My Son's Name Is David. This Book Is Why.
I'll say it upfront so you know who you're dealing with: I named my son after David Gemmell. If that doesn't tell you enough about what this book means to me, nothing will.
Legend is a simple novel. A fortress, an approaching army, tired old men who choose to stay and fight. There's no elaborate magic system, no worldbuilding that requires an encyclopedia, no plot twist that flips everything on its head. There's just this: ordinary people who choose not to run.
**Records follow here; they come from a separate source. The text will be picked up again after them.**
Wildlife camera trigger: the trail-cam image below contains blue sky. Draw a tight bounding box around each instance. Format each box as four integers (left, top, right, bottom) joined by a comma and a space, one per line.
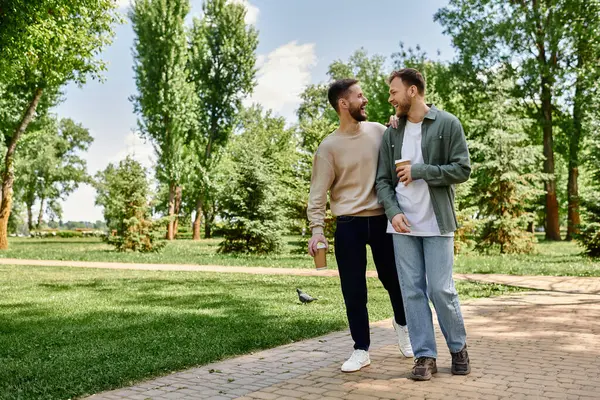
56, 0, 454, 221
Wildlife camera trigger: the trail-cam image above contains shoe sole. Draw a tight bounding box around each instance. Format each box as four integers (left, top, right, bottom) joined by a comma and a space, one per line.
450, 365, 471, 375
410, 368, 437, 381
398, 346, 415, 358
342, 361, 371, 374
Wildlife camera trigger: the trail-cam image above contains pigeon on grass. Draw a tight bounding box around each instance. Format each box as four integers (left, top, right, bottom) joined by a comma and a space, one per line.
296, 289, 318, 304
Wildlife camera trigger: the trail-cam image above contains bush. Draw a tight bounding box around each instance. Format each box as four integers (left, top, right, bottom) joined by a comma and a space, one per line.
576, 222, 600, 257
56, 231, 83, 238
575, 192, 600, 257
96, 156, 165, 253
219, 147, 283, 254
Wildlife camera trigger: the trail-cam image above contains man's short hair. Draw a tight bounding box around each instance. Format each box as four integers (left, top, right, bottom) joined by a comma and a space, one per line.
388, 68, 425, 96
327, 78, 358, 113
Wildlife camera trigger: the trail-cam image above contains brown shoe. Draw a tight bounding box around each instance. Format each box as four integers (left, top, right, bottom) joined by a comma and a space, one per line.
450, 344, 471, 375
410, 357, 437, 381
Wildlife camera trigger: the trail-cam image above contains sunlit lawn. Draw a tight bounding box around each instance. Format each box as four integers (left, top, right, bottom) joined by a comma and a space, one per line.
0, 266, 519, 400
0, 236, 600, 276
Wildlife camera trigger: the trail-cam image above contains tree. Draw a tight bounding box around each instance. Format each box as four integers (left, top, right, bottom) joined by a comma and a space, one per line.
220, 106, 294, 253
0, 0, 119, 249
469, 105, 545, 254
189, 0, 258, 240
96, 156, 164, 252
129, 0, 196, 240
564, 1, 600, 240
435, 0, 574, 240
15, 118, 94, 231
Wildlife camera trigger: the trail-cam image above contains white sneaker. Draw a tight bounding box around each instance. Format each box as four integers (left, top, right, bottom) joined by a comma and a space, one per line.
392, 318, 414, 358
342, 350, 371, 372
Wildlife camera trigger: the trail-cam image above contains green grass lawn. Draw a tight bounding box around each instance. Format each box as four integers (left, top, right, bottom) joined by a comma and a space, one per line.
0, 266, 521, 400
0, 236, 600, 276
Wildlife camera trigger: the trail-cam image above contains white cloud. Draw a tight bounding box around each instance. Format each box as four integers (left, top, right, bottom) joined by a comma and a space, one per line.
62, 132, 156, 222
116, 0, 131, 9
229, 0, 260, 25
245, 41, 317, 121
109, 132, 156, 169
62, 184, 104, 222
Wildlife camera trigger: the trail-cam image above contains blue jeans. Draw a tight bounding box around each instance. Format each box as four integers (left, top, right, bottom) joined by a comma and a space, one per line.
393, 235, 467, 358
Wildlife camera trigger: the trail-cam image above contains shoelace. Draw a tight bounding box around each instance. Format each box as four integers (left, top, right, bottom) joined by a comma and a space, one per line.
349, 352, 360, 361
415, 357, 428, 367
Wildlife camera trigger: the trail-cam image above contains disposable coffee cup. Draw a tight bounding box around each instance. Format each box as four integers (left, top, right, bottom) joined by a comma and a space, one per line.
394, 158, 410, 186
394, 158, 410, 168
315, 242, 327, 271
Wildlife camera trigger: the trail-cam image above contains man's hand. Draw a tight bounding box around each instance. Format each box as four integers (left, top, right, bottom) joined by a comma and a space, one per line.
396, 165, 412, 186
392, 214, 410, 233
308, 233, 329, 257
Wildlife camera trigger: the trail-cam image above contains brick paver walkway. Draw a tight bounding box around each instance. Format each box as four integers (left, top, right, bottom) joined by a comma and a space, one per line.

Druss is the heart of it all. An aging warrior with an axe, a body that doesn't respond the way it used to, and a reputation that weighs more than any armor. Gemmell doesn't make him invincible. He makes him stubborn. There's a massive difference, and that difference is what makes Druss one of the most genuine characters fantasy has ever produced. He doesn't fight because he can win. He fights because someone has to stand on the wall.
Gemmell wrote Legend after being diagnosed with cancer. The fortress of Dros Delnoch was his disease, and Druss was how he chose to face it: not with the certainty of winning, but with the refusal to surrender. Knowing this changes the reading. Every scene on the walls becomes something more than a battle: it becomes a man saying "not yet" to the thing that's killing him.
This is not a book that teaches you anything new about fantasy. It teaches you something about courage, and it does so without rhetoric, without lectures, without scenes engineered to make you cry. It makes you cry anyway.
It teaches you that being a man means feeling fear, facing it, and moving forward. Not to win, just to try to win. The universe asks nothing more of you.
My son's name is David. This book is why.
Rest in peace, Warrior of the Pen.
About David Gemmell
David Andrew Gemmell was a British author of heroic fantasy, widely regarded as one of the genre's most influential voices. Born in London, he worked as a journalist, nightclub bouncer, and laborer before becoming a full-time writer.
He wrote Legend while facing a cancer diagnosis, channeling his fear and defiance into the story of Dros Delnoch. The diagnosis turned out to be wrong, but the book remained — and went on to define a generation of heroic fantasy.
Over his career, Gemmell published more than thirty novels, including the Drenai series, the Rigante series, and the Troy trilogy. His work is characterized by flawed heroes, moral complexity, and an unwavering belief that courage is not the absence of fear but the choice to act despite it.
The David Gemmell Awards for Fantasy were established in his honor, recognizing excellence in fantasy literature.
1 August 1948 – 28 July 2006
Nadir we, youth born, axe wielders, blood letters, victors still.